Reviewing My 10 Ed Tech Predictions Sure to Go Wrong in 2013
Last December I decided to join the many prognosticators out there and try to predict what changes were ahead in the realm of educational technology. I made 10 bold predictions that I hoped would come to pass in 2013, but knew in reality were still too far out of reach. In order to keep myself in check, I will now go over my predictions and how I think they turned out.

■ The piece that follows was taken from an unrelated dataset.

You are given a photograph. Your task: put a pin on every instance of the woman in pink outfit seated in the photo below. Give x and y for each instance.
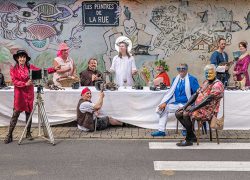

1. The “21st Century Skills” will be renamed something more appropriate and clever
Outcome – Not yet
It appears that we are still holding onto this crutch phrase for another year. I heard more references to “digital learning” and “immersive learning”, but it seems our default for technology related learning is still “21st Century Skills”. That said, I see us using terms like “soft skills” much more often, like Tracy Clark‘s clever bingo card shows here:
2. The Flipped Classroom will become commonplace
Outcome – Still pending
While true flipping isn’t happening wide-spread, there seems to be an exponential increase of teachers using a hybrid approach to extending learning. Flip-teaching advocates got a boost when flipper Todd Nelsoney was honored with 10 others at the White House as a Champion of Change.
3. The PC will make a comeback!
Outcome – WRONG
Ok, so in my original prediction, I threw this in there to see who was paying attention. PC sales have now had 6 quarters of decrease in sales and shipments according to this Gartner study in October.
4. A Non-Apple tablet will rule them all -
Outcome – No, but the playing field is leveling
I’d say a non-tablet like Google’s Chromebook seem to be making the biggest dent in this space. The Windows Surface tablet was given away to the first 10,000 attendees at ISTE and word on the street is they couldn’t give them all away. Apple is still ahead, but there are many more choices out there now than those that start with a little “i”.
5. More districts will realize there needs to be more instructional technology support staff
Outcome – Looking better
There has been a lot of movement in the educational/instructional technology support space for the better. While this is purely anecdotal, it seems that there are more positions being created and opened up in districts around the US. If I wanted to use a number, I’d say the amount of people asking me for the Eanes version of the Ed Tech Job description have tripled in the last year. As devices become less technical to use, this will only continue to increase as teachers need support more with ideas for integration rather than technical challenges.
6. Someone will finally name their child “#” -
Outcome – TRUE (or a hoax)
I probably should have researched this one a little better before posting the prediction. In late November of 2012 a couple reportedly announced the birth of their daughter “Hashtag Jameson”. While there is debate about whether or not this actually happened, it follows a trend. A Parisian couple actually named their kid “Like” after the Facebook interaction in 2011. Next up for 2014….a child named “Selfie”.
7. We will finally break away from accountability ratings based on high-stakes assessment
Outcome – Still a ways to go
Here in Texas our plans for an alternative accountability system were shot down when HB 2824 was vetoed by our “forward thinking” Governor. However, there are many more national rumblings about a shift away from a one-size-decimates-all test even in the wake of Common Core’s PARRC assessment planning to be field tested next year.
8. There will be a record turnout (and heat) for ISTE in San Antonio in June
Outcome – False (and false…barely)
According to ISTE’s blog there were approximately 13,100 attendees for this year’s ISTE conference. That would indicate a slight decline from the 13,212 attendees from San Diego the previous year. My sub-prediction that iPadpalooza would increase did come true as our attendance more than doubled. As for the record heat prediction, the hottest day in all of San Antonio happened on June 29th. Unfortunately for this prediction, that was 2 days after all the vendors, mariachis, and Surface tablets had left the Henry B. Gonzalez convention center. (well…maybe not all the Surface tablets)
9. Internet Memes will become the hieroglyphics of our culture
Outcome – On track
Just days after posting these predictions, a professor from Kansas State University posted in the comments section that he is now teaching the “science of memetics” in his digital media course.
10. My “Giving up email for Lent” experiment will be an epic success
Outcome – Fail, but lessons learned
While the experiment only lasted for 19 days, I learned a great deal about how we communicate and how our kids communicate. We are on the verge of a communication explosion. One prediction already coming true is how all our other forms of communication are being monitored and monetized. Keeping our youth educated on this will be an increasing challenge!
Well, that wraps up 2013. Looks like I was pretty far off on some of my predictions and close in others. I’ve got my work cut out for me in predicting Ed Tech in 2014, especially as articles like this are already coming out.
One thing is for certain, the future is unpredictable.